In this issue of Arquivos de Neuro-Psiquiatria, Fu et al.[23] report on an evaluation of 184 elderly patients with cerebral small vessel disease
as shown by transcranial Doppler and MRI[23]. They observed that the elevated pulsatility index obtained in the middle cerebral
artery was significantly correlated with severe WMHs, using the Fazekas scale. They
confirmed the growing evidence supporting the association between increased intracranial
pulsatility and cerebral small vessel disease[24].

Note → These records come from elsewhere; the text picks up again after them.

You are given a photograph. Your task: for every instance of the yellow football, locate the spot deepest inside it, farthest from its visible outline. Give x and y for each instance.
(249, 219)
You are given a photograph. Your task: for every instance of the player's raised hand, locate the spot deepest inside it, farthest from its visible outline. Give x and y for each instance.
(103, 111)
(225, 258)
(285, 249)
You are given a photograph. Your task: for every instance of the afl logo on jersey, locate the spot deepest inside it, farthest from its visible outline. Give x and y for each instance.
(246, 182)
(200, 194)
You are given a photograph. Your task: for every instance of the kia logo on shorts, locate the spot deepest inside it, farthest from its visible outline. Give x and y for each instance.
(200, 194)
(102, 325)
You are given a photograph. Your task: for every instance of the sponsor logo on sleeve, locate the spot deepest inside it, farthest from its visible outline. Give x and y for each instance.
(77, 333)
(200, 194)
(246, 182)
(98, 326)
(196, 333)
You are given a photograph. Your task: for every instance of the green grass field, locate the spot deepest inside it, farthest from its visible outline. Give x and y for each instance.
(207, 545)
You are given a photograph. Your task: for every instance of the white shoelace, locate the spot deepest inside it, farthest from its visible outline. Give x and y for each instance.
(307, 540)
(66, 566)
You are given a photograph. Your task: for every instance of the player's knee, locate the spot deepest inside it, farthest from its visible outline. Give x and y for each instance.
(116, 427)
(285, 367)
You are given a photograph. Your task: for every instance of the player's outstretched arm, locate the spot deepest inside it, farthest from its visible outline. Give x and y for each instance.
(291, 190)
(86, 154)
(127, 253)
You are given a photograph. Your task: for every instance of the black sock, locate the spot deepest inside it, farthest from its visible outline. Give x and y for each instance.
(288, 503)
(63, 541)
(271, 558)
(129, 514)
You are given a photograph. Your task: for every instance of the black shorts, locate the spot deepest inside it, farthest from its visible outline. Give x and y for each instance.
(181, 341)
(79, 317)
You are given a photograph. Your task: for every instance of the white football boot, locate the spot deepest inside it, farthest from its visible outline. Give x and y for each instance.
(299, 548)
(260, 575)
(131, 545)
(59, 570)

Although the authors attempted to establish a cut-off for the pulsatility index of
the middle cerebral artery to identify severe WMHs, they obtained an extremely low
positive predictive value in this high-risk cohort. There is certainly more work to
be done in this area. Perhaps the authors had simplified the topic, underestimating
important variables that may have had relevant interaction with the variables in their
model.
The discordance observed in several studies using transcranial Doppler as a tool for
an indirect measurement of cerebral blood flow must consider the technical aspects
of the examination. The choice of intracranial arterial segments and how they were
evaluated is one of the first questions to ask. The M1 segment of the middle cerebral
artery is usually examined at a 50-65 mm depth to obtain the most reliable spectral
waveform. In addition, the pulsatility index described in most scientific papers should
be cited as the Gosling pulsatility index[25]. Another important consideration is related to the ethnic group in the study by
Fu et al.[23]. Cerebral blood flow velocities and pulsatility index patterns may be affected by
ethnicity not only during the examination, with respect to the temporal window, but
also by the predominance of specific vascular diseases. In the Chinese population,
there is a predominance of intracranial arterial disease, that may indirectly compromise
the pulsatility index even without the presence of arterial stenosis[26]. In addition, there is reduced cerebrovascular reactivity in WMHs[27]. This could be another important piece of information that could have been added
in this study to improve the selection of patients with severe white matter impairment.
Refined diagnostic criteria, taking into account the questions raised above, are likely
to be beneficial in future studies. What would have been the impact if they had used
different rating scales to quantify WMHs? What is the relation of the pulsatility
index with WMHs in patients with lacunar infarcts and/or microbleeds? Is there any
biomarker that can optimize the findings? Do the selected patients with severe WMHs
present with systemic small vessel disease?
Previously, Prof. Hachinski questioned whether stroke and Alzheimer's disease were
fellow travelers or partners in a crime[28]. We still question this role in the relationship between WMHs and the pulsatility
index as surrogate markers of cerebral small vessel disease.